Someone has finally printed an article in English which defends the Bank of Japan's independence and policies. Predictably, the responsible publication is the Financial Times (E) which as recently as yesterday I was chiding for its tendency to plunge its Japanese interview subjects into hot water.
Amidst all the noise "that the bank should be doing more" it is refreshing to read an article observing that the BOJ is doing all that can be done and still maintain the appellation of "bank." The BOJ is not a berserk ATM responsible for counteracting the incredibly bad fiscal policies of countries around the globe. Since the BOJ cannot succeed in this endeavor it is pointless for the bank to attempt it.
And a cleverly run bank the BOJ is, having posted in fiscal 2011 an unexpected and tidy profit in its bond dealings. (E)

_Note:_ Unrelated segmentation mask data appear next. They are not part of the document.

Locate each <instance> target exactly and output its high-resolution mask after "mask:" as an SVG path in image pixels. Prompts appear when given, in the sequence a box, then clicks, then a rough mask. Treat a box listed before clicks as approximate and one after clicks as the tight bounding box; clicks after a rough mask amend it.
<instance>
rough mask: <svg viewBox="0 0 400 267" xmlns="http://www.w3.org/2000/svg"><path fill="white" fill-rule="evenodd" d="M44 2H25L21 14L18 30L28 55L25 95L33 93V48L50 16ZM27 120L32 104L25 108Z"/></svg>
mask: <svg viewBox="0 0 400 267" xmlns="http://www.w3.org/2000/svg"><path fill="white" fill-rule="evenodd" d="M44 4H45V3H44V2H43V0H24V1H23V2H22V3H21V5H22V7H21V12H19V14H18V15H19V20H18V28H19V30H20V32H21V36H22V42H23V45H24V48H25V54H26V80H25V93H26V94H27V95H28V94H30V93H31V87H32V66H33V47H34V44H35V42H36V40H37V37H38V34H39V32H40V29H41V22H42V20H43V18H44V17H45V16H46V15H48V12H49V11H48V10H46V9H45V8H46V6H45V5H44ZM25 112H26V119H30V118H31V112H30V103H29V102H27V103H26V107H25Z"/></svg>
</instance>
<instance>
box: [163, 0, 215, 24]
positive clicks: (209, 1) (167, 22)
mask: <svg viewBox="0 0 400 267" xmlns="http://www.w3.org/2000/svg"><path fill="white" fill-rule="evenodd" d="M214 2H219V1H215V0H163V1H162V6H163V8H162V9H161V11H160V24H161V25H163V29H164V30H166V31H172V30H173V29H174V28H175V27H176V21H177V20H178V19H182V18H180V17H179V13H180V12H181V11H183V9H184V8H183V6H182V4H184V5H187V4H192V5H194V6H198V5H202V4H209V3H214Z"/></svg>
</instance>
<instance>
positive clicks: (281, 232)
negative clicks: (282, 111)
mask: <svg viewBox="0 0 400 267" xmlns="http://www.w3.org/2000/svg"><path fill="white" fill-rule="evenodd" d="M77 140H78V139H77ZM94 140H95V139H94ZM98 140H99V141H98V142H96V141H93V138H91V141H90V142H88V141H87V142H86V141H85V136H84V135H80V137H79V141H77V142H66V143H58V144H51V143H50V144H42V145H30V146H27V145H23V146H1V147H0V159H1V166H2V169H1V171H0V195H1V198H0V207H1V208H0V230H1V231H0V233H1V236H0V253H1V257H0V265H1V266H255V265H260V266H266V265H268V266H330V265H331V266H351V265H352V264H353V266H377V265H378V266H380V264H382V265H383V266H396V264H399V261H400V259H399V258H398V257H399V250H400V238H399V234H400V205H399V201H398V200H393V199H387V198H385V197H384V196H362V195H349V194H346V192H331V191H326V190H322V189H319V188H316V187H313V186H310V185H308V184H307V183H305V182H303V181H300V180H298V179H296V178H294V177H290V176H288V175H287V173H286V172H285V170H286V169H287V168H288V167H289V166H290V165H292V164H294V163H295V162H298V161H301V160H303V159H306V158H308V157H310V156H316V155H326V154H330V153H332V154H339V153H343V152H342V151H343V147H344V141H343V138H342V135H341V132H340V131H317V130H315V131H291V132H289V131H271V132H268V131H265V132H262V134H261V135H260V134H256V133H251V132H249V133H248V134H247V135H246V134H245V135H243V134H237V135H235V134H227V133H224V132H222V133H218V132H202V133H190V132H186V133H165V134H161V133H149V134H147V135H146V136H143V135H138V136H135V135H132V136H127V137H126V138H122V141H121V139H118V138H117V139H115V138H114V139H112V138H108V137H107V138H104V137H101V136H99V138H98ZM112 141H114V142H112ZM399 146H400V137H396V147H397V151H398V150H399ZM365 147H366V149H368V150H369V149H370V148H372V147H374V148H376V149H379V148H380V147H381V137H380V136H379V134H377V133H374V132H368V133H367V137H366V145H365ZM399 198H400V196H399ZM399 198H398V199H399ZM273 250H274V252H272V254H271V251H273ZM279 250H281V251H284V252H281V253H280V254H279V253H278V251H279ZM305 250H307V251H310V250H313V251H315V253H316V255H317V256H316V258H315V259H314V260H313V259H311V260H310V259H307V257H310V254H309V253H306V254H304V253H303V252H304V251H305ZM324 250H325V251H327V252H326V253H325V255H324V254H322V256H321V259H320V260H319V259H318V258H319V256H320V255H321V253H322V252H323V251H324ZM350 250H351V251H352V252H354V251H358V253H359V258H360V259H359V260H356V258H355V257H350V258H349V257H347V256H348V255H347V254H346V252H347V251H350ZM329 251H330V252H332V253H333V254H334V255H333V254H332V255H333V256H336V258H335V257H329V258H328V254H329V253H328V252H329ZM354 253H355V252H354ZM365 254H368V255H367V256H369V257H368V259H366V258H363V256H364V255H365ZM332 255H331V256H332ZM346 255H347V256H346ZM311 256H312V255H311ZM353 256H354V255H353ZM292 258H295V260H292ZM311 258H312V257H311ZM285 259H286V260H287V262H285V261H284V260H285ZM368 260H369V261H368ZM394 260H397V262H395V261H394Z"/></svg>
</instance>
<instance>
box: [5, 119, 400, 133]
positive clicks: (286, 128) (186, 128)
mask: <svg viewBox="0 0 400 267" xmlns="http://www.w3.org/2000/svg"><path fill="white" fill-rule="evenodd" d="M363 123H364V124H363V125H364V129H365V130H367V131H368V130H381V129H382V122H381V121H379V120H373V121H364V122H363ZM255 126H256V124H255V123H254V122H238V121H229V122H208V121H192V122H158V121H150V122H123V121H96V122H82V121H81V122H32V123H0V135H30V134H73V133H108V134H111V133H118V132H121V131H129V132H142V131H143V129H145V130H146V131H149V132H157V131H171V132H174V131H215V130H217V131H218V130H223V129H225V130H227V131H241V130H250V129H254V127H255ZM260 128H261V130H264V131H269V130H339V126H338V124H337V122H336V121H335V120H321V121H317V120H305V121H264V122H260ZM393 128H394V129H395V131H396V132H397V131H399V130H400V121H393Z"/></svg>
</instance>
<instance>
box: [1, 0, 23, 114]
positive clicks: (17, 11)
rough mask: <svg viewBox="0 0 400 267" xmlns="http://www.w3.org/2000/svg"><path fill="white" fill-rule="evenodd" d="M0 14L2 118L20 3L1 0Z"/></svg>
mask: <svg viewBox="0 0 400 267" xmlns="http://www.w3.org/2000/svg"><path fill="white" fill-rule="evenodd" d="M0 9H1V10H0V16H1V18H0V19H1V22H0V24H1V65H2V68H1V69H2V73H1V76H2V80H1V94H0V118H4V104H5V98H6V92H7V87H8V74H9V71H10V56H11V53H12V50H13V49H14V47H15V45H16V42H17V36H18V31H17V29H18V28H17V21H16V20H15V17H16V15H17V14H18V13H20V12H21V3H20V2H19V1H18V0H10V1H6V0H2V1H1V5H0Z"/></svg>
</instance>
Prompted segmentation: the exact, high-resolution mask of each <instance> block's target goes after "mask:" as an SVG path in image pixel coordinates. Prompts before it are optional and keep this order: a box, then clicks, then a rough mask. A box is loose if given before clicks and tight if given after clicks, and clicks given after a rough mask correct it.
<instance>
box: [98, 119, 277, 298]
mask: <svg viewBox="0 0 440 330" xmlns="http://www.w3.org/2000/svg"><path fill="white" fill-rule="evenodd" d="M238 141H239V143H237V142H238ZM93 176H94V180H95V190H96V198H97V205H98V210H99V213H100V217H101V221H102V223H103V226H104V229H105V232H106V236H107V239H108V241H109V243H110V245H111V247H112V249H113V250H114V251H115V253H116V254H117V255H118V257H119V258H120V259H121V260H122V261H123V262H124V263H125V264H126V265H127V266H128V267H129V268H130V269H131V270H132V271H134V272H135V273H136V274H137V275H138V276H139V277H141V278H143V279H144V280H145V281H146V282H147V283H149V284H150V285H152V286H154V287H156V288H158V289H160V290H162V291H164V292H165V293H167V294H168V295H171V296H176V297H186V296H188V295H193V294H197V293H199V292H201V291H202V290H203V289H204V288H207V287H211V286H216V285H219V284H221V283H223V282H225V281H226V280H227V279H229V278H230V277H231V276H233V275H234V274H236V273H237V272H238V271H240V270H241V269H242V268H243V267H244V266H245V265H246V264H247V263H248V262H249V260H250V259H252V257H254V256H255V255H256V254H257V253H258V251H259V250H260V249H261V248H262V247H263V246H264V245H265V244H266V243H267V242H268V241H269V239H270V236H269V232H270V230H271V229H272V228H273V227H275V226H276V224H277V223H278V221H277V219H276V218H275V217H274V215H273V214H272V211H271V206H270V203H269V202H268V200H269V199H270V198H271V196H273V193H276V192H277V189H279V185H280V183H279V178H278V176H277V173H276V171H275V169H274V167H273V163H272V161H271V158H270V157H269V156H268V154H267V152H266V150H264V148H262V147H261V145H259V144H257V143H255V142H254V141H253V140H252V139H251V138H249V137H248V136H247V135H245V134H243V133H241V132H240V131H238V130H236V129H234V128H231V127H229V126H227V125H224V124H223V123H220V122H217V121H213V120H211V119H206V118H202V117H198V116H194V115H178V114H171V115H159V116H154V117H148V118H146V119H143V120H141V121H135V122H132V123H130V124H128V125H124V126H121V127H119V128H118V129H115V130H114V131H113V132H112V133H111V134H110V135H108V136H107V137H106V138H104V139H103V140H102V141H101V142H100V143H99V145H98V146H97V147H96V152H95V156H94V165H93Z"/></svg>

As for reports that Diet members are preparing legislation to rein in the BOJ's independence, regranting the Finance Ministry the powers the MOF lost over the BOJ's policies -- or merely to terrify the BOJ into pre-emptively ceding part of its independence from government interference so as to preserve the larger portion of its independence -- the drafting of legislation is what lawmakers do, whether or not such legislation will have significant effects on the economy's performance or not. (E)
Frankly, noting that legislators are preparing bills with the intention of curbing the BOJ's independence is a little like noting that bonobos have sex. (E)
That legislators would want to be seen as doing something, anything, to arrest deflation is understandable. Deflation, as analyst extraordinaire Naomi Fink recently pointed out, diminishes the willingness of companies to borrow (increasing, as it does, the real interest rate borrowers pay) and hammers the stock markets (by inducing companies to raise funds through the issuance of new equity, diluting the value of the holdings of existing shareholders).
That deflation simultaneously delivers real, nontaxable returns on savings is something legislators possibly do not know, have forgotten or ignore as it has no impact on their being able to hit up corporations into paying for fundraising party tickets or for candidates to win the votes of those who live on the margin and are thus unable to save.
So rather than being about doing something, BOJ bashing seems to be about appearing to be doing something.